I still love me some day-glo Adam Lambert. He deserves better material. So funny to see that he still sticks his tongue out when he sings falsetto – a bad habit built into his technique, but whatever works!
Joshua is quite a singer, but the man has no subtlety. Subtlety like a braying donkey. He idolizes Fantasia, but she has more control in her little fingernail than he does in his whole, uh, package.
I’m surprised PP requires surgery, usually they can break the little suckers up with ultrasound. It must be pretty bad. I don’t think he can blame the atonality on pain, though. It’s been there since the beginning.
Sadly Phil will win this “contest”. That smug, self-satisfied-one-trick-pony performer.
I have cut back watching as my faves–Elise, Skylar and girl who got the make-over (Elyse????) left. I loved Joshua–would have liked to hear a little Jackie Wilson from him.
I think the kidney stones are just a side-effect of PP’s actual medical problem. Don’t remember what that is though. Still doesn’t excuse his habit of butchering melodies.
@hot cawfee, I hadn’t thought of that, but now that you say it, I bet Joshua would sound great singing Jackie Wilson. I did agree with Randy that he was a throwback to the kind of R&B not heard much today, which could stand to come back with its milder lyrics than today’s x-rated music.

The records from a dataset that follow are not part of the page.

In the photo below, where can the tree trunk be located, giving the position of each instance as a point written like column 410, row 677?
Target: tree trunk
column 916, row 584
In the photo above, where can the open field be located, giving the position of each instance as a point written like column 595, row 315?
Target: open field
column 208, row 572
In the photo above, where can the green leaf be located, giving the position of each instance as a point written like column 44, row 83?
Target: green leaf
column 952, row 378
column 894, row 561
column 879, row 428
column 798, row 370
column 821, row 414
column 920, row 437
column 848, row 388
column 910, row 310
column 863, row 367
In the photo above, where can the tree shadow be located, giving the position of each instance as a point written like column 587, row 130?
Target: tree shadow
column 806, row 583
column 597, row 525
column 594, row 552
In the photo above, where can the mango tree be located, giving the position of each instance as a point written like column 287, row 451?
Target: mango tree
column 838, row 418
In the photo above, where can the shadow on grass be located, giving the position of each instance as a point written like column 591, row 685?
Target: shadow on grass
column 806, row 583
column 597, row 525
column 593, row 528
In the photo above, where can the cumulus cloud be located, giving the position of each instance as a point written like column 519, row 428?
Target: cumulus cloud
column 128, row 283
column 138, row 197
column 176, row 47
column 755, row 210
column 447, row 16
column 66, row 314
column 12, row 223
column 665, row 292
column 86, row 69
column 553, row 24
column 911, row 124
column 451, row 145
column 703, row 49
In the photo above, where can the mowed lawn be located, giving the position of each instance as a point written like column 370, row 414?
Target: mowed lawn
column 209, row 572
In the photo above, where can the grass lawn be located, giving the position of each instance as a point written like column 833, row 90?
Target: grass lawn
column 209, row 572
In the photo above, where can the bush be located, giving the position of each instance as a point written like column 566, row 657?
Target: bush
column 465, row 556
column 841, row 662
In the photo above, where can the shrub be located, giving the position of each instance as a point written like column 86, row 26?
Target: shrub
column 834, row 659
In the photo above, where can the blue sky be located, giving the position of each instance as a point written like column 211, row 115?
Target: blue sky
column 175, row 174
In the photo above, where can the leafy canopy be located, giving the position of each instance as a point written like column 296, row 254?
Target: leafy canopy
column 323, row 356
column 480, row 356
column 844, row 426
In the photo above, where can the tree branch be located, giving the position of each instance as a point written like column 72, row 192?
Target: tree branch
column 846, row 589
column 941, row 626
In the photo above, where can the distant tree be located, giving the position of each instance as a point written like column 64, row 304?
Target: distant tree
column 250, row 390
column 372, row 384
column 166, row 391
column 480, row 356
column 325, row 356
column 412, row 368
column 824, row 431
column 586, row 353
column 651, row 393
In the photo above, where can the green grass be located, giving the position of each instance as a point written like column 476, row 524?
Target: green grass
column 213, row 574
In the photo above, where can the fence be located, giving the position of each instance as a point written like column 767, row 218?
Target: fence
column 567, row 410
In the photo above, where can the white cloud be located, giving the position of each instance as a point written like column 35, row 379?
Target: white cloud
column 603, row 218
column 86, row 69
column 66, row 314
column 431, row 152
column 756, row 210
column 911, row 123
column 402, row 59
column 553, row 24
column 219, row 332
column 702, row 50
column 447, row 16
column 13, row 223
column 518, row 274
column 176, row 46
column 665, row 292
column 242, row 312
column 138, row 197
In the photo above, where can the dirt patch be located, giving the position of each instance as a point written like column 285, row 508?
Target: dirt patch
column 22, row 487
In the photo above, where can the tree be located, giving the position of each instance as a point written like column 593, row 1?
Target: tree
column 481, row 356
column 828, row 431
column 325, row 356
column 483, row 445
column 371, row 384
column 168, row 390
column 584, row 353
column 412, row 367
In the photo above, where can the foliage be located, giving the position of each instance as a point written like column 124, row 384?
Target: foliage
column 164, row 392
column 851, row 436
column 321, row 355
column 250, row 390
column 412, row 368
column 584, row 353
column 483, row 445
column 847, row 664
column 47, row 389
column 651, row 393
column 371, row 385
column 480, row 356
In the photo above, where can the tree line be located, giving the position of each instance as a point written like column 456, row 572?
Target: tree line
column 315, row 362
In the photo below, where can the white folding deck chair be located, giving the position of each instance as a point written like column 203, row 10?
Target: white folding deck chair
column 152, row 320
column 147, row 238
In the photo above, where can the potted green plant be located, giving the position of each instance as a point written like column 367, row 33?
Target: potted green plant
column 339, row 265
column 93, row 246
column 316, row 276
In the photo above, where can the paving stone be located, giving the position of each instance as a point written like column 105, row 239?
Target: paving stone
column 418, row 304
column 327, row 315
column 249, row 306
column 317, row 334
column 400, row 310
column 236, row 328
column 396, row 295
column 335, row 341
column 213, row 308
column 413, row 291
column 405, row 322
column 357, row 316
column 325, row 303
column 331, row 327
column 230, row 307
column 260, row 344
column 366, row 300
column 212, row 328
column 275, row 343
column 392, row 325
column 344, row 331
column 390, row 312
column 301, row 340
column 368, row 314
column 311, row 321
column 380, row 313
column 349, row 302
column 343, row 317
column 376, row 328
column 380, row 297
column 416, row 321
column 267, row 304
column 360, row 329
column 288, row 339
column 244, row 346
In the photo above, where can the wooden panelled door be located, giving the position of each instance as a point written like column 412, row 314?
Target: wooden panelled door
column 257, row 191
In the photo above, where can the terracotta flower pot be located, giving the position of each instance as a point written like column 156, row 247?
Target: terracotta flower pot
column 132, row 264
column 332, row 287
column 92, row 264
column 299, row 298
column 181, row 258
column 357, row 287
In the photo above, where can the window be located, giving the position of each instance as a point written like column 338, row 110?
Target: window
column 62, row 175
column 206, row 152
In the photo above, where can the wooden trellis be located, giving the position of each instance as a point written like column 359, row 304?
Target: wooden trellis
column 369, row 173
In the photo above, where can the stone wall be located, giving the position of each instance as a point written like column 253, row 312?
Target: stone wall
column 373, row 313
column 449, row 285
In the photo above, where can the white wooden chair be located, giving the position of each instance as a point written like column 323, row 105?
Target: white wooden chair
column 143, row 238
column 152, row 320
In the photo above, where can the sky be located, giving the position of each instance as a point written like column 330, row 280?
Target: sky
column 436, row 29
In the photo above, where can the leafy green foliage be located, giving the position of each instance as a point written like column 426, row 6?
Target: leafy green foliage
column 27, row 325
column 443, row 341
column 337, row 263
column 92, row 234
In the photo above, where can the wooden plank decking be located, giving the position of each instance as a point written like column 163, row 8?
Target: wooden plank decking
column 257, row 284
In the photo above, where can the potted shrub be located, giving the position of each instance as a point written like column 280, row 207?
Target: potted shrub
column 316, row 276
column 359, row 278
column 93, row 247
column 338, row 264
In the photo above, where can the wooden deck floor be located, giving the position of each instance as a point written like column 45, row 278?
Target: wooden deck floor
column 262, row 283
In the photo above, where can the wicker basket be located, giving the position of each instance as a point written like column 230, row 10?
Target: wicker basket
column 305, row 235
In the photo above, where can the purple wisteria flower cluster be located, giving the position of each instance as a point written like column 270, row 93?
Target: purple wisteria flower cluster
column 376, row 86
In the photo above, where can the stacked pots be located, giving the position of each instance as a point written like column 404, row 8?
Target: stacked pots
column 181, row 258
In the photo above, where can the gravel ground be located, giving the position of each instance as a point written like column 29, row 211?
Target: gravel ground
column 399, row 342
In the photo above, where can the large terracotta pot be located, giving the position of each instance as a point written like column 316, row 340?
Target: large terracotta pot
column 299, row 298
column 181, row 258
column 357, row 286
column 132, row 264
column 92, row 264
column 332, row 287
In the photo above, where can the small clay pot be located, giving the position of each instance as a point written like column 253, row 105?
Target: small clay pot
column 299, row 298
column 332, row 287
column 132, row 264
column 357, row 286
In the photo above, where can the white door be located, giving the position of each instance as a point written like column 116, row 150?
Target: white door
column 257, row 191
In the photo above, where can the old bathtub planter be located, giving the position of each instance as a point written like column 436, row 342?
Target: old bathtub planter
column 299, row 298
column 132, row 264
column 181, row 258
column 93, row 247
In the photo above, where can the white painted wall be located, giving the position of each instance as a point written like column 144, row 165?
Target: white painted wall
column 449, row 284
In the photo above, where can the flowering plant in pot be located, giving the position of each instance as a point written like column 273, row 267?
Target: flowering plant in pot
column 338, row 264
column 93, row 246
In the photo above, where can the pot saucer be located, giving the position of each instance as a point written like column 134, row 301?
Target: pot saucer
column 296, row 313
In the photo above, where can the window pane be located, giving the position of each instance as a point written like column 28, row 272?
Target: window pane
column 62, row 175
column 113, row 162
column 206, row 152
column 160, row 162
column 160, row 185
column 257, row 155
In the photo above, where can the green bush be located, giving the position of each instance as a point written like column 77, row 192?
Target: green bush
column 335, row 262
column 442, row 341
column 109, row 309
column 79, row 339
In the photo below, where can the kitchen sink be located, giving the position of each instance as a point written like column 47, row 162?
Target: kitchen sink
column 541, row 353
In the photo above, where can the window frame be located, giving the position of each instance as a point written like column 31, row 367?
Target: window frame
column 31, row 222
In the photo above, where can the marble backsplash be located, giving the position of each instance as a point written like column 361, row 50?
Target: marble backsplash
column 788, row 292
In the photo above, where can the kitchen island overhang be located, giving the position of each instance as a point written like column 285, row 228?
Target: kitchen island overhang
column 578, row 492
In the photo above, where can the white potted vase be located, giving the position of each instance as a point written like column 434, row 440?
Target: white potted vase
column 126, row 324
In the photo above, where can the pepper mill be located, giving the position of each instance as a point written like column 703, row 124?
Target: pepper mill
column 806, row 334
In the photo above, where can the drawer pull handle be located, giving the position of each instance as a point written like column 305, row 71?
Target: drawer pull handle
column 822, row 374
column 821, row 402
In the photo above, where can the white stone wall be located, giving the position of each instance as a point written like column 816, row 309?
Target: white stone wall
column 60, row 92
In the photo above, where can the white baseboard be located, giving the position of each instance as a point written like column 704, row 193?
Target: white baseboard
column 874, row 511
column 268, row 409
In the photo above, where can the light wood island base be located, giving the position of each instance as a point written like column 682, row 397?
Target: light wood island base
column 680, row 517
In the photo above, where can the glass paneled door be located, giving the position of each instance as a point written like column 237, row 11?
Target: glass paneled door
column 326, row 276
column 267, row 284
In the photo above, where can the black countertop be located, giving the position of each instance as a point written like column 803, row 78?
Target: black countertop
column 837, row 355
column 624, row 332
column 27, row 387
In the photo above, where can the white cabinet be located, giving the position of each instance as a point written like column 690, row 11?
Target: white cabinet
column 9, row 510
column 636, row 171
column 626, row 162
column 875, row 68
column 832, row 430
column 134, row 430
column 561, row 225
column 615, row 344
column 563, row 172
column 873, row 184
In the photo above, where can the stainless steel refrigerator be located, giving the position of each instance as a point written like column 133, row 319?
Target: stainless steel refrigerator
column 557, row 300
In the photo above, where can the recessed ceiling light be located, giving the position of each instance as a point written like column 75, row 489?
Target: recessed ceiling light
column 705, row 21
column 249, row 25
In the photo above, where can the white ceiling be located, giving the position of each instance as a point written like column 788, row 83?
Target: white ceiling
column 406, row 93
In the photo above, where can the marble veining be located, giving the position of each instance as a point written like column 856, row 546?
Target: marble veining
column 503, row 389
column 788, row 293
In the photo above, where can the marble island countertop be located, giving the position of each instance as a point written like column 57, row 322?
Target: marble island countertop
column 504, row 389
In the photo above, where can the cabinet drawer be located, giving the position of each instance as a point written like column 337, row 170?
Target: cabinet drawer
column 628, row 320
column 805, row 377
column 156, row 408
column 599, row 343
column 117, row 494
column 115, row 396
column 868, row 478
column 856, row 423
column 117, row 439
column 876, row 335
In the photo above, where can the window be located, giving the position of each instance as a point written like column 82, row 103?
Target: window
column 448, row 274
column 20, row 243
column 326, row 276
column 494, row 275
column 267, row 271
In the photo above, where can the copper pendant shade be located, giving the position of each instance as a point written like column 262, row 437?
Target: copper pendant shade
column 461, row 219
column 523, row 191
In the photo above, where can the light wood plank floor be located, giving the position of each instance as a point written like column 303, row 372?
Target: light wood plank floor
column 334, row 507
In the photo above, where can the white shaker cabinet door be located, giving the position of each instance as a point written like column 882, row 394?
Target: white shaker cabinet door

Damn, I did a little research too and learned that PP has had 5 kidney stone procedures? surgeries? since Oct ’11. Supposedly his dr’s wanted him to quit the competition so he can immed have surgery, but he refused. He has looked pretty pale..poor guy.
I couldn’t freaking believe that Jessica did a run even during her Ice Age song moment. Ugh, ugh, ugh.
Vocal diarrhea?
Exactly, itchy. She needs some immodium, stat.
Josh’s bulge has its own fan club? Wow, how in the world did I miss his bulge…never noticed it.
That last picture makes me uncomfortable. Steven Tyler looks like he’s frottering Jessica. Ick
Assuming you’re female, leslilly, that bulge isn’t really meant for you anyway.
Itchy! hahahaha! am dying here
I am a woman, for sure – and you’re right, Josh’s bulge isn’t for me. BUT, I do assess noticeable bulges – purely for aesthetic reasons.